• Coinvolge 14 centri ospedalieri italiani la ricerca clinica promossa da Abbvie (codice identificativo NCT04524611) che studia l’efficacia del farmaco risankizumab nell’indurre la remissione della malattia confrontandola con quella di ustekinumab, un farmaco già utilizzato dal 2016 per il trattamento della malattia di Crohn da moderata a grave.

    La malattia di Crohn è una patologia infiammatoria cronica del tratto digerente e si stima che in Italia ne siano affette più di 60.000 persone. Non esistono, al momento, terapie in grado di guarire definitivamente la malattia ma diversi farmaci possono essere utilizzati per ottenerne la temporanea scomparsa (remissione) e migliorare la qualità di vita dei pazienti.

    Il risankizumabè un anticorpo monoclonale anti-interleuchina-23 (IL-23) al momento già utilizzato per il trattamento della psoriasi. IL-23 è una proteina della classe delle citochine che ha un ruolo pro-infiammatorio ed è implicata in diverse malattie infiammatorie croniche come la psoriasi e la malattia di Crohn. Il risankizumab, bloccandone l’azione, riduce il processo infiammatorio.

    DISEGNO DELLO STUDIO E OBIETTIVI

    Saranno arruolati 508 partecipanti e, trattandosi di uno studio randomizzato, verranno suddivisi in due gruppi in modo casuale: uno riceverà il farmaco oggetto di studio, il risankizumab, mentre l’altro l’ustekinumab.

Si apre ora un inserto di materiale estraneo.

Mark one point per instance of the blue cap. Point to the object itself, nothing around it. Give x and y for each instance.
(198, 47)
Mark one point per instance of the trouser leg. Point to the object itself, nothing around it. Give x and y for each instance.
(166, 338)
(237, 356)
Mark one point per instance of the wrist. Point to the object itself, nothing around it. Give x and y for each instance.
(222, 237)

    Il piano terapeutico prevede che:

    • I pazienti del primo gruppo ricevano 3 dosi di risankizumab per via intravenosa alla settimana zero, alla quarta e all’ottava settimana. Poi verranno trattati con risankizumab per via sottocutanea ogni 8 settimane fino al raggiungimento delle 48 settimane.
    • I pazienti del secondo gruppo riceveranno una dose di ustekinumab per via intravenosa alla settimana zero e poi per via sottocutanea ogni 8 settimane fino alla settimana 48.

    Gli obiettivi primari della ricerca sono quelli di valutare quale percentuale dei pazienti raggiungerà la remissione completa di malattia a 24 settimane, la percentuale di pazienti che raggiungerà la remissione endoscopica e il numero complessivo di partecipanti che manifesteranno eventuali eventi avversi.

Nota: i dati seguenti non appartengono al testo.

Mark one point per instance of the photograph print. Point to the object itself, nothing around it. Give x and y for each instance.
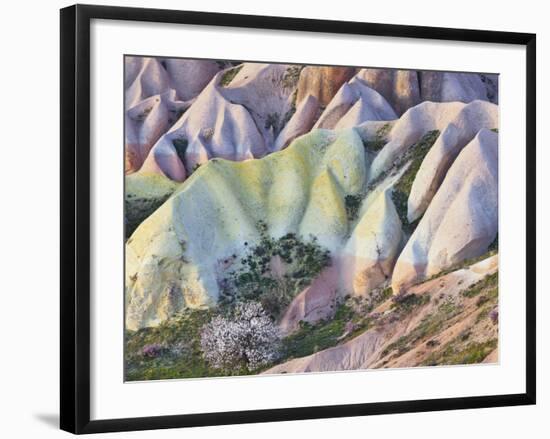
(284, 218)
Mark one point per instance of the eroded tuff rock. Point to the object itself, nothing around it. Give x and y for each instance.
(355, 103)
(417, 121)
(143, 194)
(366, 261)
(314, 303)
(453, 86)
(157, 93)
(400, 87)
(462, 219)
(322, 82)
(460, 131)
(320, 185)
(238, 116)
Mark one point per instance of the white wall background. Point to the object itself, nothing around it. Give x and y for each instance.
(29, 244)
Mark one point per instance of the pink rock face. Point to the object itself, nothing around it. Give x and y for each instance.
(314, 303)
(157, 93)
(300, 123)
(399, 87)
(145, 124)
(164, 160)
(354, 104)
(322, 82)
(462, 219)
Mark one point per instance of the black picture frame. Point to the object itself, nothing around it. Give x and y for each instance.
(75, 217)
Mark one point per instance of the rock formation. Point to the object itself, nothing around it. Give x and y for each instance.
(462, 219)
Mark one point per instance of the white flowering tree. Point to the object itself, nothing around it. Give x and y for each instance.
(245, 338)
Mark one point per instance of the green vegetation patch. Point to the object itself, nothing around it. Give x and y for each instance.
(170, 350)
(180, 145)
(379, 140)
(402, 188)
(311, 338)
(228, 76)
(353, 204)
(429, 326)
(254, 280)
(404, 304)
(488, 285)
(288, 115)
(144, 193)
(292, 76)
(458, 353)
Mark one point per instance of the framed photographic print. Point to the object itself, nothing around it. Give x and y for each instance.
(292, 219)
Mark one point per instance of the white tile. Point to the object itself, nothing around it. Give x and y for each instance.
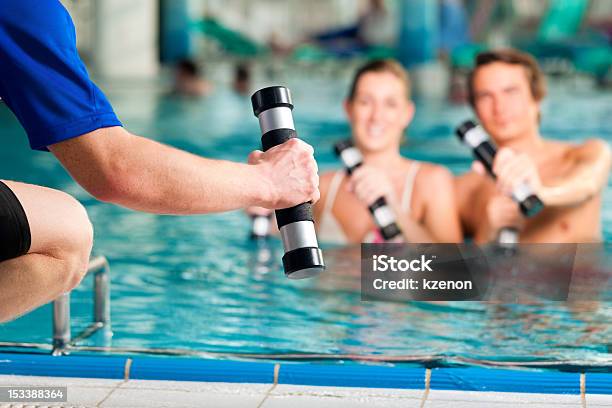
(352, 392)
(297, 401)
(25, 380)
(194, 386)
(500, 399)
(87, 396)
(136, 398)
(599, 400)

    Ulteriori obiettivi, secondari, prevedono di valutare lo stato di remissione di malattia alla settimana 48 e, con una risposta clinica e/o endoscopica, quale percentuale di pazienti rispondono al farmaco sia alla settimana 24 che 48.

    La sperimentazione terminerà approssimativamente a settembre 2023.

    COME PARTECIPARE

    I principali criteri che permettono di essere arruolati in questo studio clinico, definiti criteri di inclusione, sono:

    • Età compresa tra 18 e 80 anni
    • L’indice di attività di malattia CDAI tra 220 e 450
    • Una diagnosi confermata di malattia di Crohn moderata o grave
    • Intolleranza o risposta inadeguata a farmaci della classe degli anti-TNF.

    I più importanti criteri di esclusione dalla sperimentazione sono, invece:

    • Una diagnosi concomitante di colite ulcerosa o altra colite
    • Precedente esposizione ai farmaci utilizzati nello studio
    • Complicazioni del Crohn in corso.

    I CENTRI CLINICI

    l centri clinici italiani coinvolti nella sperimentazione sono:

    • O.U. di Bologna Policlinico S.Orsola-Malpighi — Bologna
    • Azienda Ospedaliera G. Brotzu — Cagliari
    • Azienda Ospedaliero Universitaria di Cagliari — Presidio Ospedaliero — Cagliari
    • Policlinico San Martino — Genova
    • ASST Fatebenefratelli Sacco-Ospedale Sacco — Milano
    • Fondazione IRCCS Ca Granda Ospedale Maggiore Policlinico — Milano
    • Ospedale San Raffaele IRCCS — Milano
    • AOU Universita degli Studi della Campania Luigi Vanvitelli — Napoli
    • IRCCS Ospedale Sacro Cuore Don Calabria — Negrar (VR)
    • O. Ospedali Riuniti Villa Sofia - Cervello — Palermo
    • ASST Rhodense — Presidio Ospedaliero di Rho — Rho (MI)
    • Azienda Ospedaliera San Camillo Forlanini — Roma
    • Policlinico Agostino Gemelli — Roma
    • Fondazione PTV Policlinico Tor Vergata — Roma.

    Per maggiori informazioni sugli obiettivi dello studio e i criteri di inclusione o esclusione e per valutare la possibilità di partecipazione alla sperimentazione, è necessario che il proprio medico di riferimento prenda visione della scheda dello studio clinico.